I was left somehow with an empty feeling with the ending of the book. As if it hadn’t concluded anything we didn’t already know, or maybe saying that all his book was a stupidity with the last sentence “Poo-tee-weet”.
There is not much to say that hasn’t been said before about the book. The last three chapters didn’t hold any new revelations, any new insight on the book. But if I had to make conclusions about this book, and stick to them, I’d say that Billy’s insanity becomes clearer in the end. It’s not confirmed, it’s not a final conclusion, it’s simply an implication we can make based on the facts. I had mentioned in previous blogs that probably the idea of the Tralfamadorians came from the novels of Kilgore Trout, because he had read them during a time in his life where he had to rebuild his beliefs. In the last chapters, an extra novel is mentioned, The Big Board, and it’s this novel that for me could confirm Billy’s insanity. It talks about two humans (man and woman) who are taken by extraterrestrials to a distant planet, and are displayed in a zoo there. For me, that IS Billy’s story, just as a Tralfamadorian would say, it has been there all along, and always will be.
Another thing that could be said is about Vonnegut’s appearances in the story, which was the most changing factor in the book. We thought he was an invisible character; then that he was a real character in Billy’s life, that they had met; then, that he was the only real character in the book, and that all other characters represented something related to war. That is a dilemma I will never have answered, but as far as I know, I’m confident to say that Vonnegut made appearances in the book to connect it to the real world. Evidently Billy and Billy’s story is fictional, but it might portray factual things about life, about war, about life after war. So with the purpose of us not getting lost in the imaginary world of Billy, the author connected it to himself, to keep it real.
The appearance of Professor Rumfoord from Harvard gives an interesting opinion. Why? He is seeking to write a book about WWII, and he wants to mention the huge success and necessity that was Dresden’s fire bombing. Billy is his roommate, but Rumfoord doesn’t show the slightest interest for Billy or his story about the Dresden fire bombing.
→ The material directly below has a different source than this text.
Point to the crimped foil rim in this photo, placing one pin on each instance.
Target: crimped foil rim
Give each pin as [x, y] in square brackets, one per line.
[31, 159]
I think this could be seen as Vonnegut’s way of critiquing historians who write about events like that. They never capture the whole truth about the moment, they make it sound heroic and necessary, but it will never be seen that way by people like Billy who actually lived through it. It comes to say: was all that slaughter really necessary? Was it really an act of heroism to kill so many people? It says that no one, as intelligent as they might be, seeks to write the whole truth about an event like that, because like Vonnegut says at the beginning, there is nothing intelligent to say about a massacre.
That brings me to my last point, the “Poo-tee-weet”. Is Vonnegut implying that his entire book isn’t more intelligent than a bird’s sound? Because there is nothing intelligent to be said about a massacre. Could his book be replaced by a simple “Poo-tee-weet” after a massacre?